Stassen QE, Voorhout G, Teske E, et al.
J Small Anim Pract 2007;48:283-287.
The elevated urinary corticoid/creatinine ratios of an 11-year-old Jack Russell terrier with polyuria were suppressible in a high-dose dexamethasone suppression test, which was suggestive of pituitary-dependent hyperadrenocorticism. The absence of physical and routine-laboratory changes compatible with hyperadrenocorticism and the relatively high plasma thyroxine concentration were the impetus for additional studies of thyroid and adrenocortical functions. A high plasma thyroxine concentration (62 nmol/l; 5.0 microg/100 ml) suggested the presence of hyperthyroidism.

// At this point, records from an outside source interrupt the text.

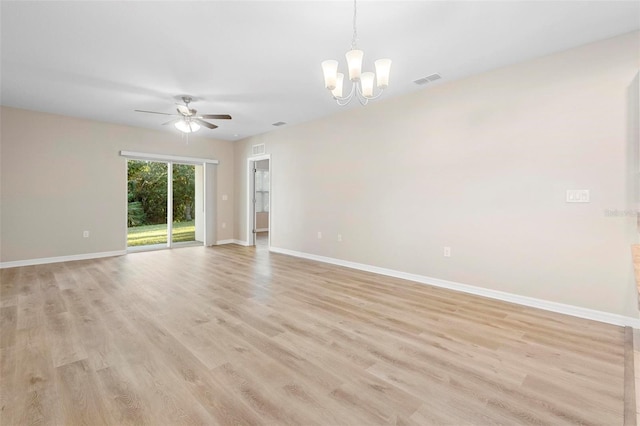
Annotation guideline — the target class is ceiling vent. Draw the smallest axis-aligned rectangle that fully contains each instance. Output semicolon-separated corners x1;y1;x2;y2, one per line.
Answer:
414;73;442;85
251;143;265;155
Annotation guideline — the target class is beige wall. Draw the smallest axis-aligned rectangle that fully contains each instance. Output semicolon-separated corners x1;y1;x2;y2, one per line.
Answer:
235;33;640;317
0;107;234;262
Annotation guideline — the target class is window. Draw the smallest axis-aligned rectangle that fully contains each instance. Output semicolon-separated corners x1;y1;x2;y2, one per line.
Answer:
256;170;269;213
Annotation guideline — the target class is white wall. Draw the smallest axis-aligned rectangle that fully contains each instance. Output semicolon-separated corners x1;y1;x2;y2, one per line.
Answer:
0;107;234;262
235;33;640;317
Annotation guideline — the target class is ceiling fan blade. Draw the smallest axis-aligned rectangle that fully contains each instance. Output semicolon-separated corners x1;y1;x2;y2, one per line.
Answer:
202;114;231;120
134;109;175;115
177;105;191;116
193;118;218;129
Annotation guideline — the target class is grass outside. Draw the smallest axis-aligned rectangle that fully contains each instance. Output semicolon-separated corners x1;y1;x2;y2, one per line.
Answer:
127;220;196;247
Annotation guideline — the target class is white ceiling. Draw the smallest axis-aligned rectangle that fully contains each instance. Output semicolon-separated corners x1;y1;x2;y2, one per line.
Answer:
0;0;640;140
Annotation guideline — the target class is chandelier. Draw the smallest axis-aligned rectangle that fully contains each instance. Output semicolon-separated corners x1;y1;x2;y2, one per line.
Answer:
322;0;391;106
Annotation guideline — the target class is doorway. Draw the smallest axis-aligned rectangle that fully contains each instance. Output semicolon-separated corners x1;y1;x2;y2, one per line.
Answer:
127;159;203;250
247;155;272;250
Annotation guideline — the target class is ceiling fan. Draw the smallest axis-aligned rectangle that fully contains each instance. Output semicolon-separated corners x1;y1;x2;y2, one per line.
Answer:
135;96;231;133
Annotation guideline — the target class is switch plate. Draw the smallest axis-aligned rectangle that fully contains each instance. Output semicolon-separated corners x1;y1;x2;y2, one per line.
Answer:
567;189;590;203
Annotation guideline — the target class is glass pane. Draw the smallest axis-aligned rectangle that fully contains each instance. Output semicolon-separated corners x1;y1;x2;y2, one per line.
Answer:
171;164;196;243
256;170;262;191
256;192;264;213
127;160;168;247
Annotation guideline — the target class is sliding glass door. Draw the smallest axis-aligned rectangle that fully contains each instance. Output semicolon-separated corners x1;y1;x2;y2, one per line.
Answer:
171;164;196;243
127;160;169;247
127;160;202;248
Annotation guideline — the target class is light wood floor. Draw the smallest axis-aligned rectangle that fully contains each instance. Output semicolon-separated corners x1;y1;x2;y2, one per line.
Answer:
0;245;624;426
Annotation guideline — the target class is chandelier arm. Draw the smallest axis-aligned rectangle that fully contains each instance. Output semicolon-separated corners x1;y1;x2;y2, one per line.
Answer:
367;89;384;101
333;83;356;106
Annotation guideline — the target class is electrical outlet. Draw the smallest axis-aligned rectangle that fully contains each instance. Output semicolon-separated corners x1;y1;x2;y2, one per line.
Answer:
567;189;591;203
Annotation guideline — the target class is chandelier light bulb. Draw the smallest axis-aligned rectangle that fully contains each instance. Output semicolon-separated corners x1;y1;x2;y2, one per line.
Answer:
322;59;338;90
331;72;344;99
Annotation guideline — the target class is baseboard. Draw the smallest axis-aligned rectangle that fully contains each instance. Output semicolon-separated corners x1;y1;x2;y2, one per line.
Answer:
216;239;249;246
269;247;640;328
216;239;236;246
0;250;127;269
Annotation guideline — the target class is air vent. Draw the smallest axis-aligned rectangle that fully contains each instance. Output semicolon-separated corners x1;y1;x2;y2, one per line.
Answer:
414;73;442;85
251;143;265;155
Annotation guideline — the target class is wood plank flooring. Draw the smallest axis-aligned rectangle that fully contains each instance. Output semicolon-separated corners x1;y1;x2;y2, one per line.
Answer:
0;245;625;426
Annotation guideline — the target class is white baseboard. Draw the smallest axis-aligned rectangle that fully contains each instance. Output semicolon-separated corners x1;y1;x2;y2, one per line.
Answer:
215;239;236;246
270;247;640;328
216;240;249;246
0;250;127;269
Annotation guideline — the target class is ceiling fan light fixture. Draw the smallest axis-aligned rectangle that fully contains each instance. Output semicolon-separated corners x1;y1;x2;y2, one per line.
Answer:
175;120;200;133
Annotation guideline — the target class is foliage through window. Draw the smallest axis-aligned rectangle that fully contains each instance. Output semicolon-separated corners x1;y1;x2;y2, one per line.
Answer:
256;170;269;213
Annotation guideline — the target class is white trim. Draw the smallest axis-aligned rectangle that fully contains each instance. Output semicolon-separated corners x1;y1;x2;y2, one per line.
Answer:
120;151;220;164
216;239;249;247
216;239;236;246
0;250;127;269
269;247;640;329
246;154;273;247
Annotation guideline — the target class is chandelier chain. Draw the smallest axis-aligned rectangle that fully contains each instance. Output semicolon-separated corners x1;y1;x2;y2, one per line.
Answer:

Radiography, (99m)TcO(4) (-) scintigraphy, ultrasonography, computed tomography and cytology revealed a hyperfunctioning intrathoracic thyroid tumour. In the low-dose dexamethasone suppression test, the plasma cortisol concentration exceeded the reference value of 40 nmol/l (1.4 microg/100 ml) at eight hours after dexamethasone administration (0.01 mg/kg intravenously), a test result compatible with hyperadrenocorticism. In conclusion, this report represents the first case of a dog with an autonomously hyperfunctioning thyroid tumour in the thorax. The elevated urinary corticoid excretion and the positive low-dose dexamethasone suppression test may be explained by alterations in cortisol metabolism, the stress of the hyperthyroid state or both.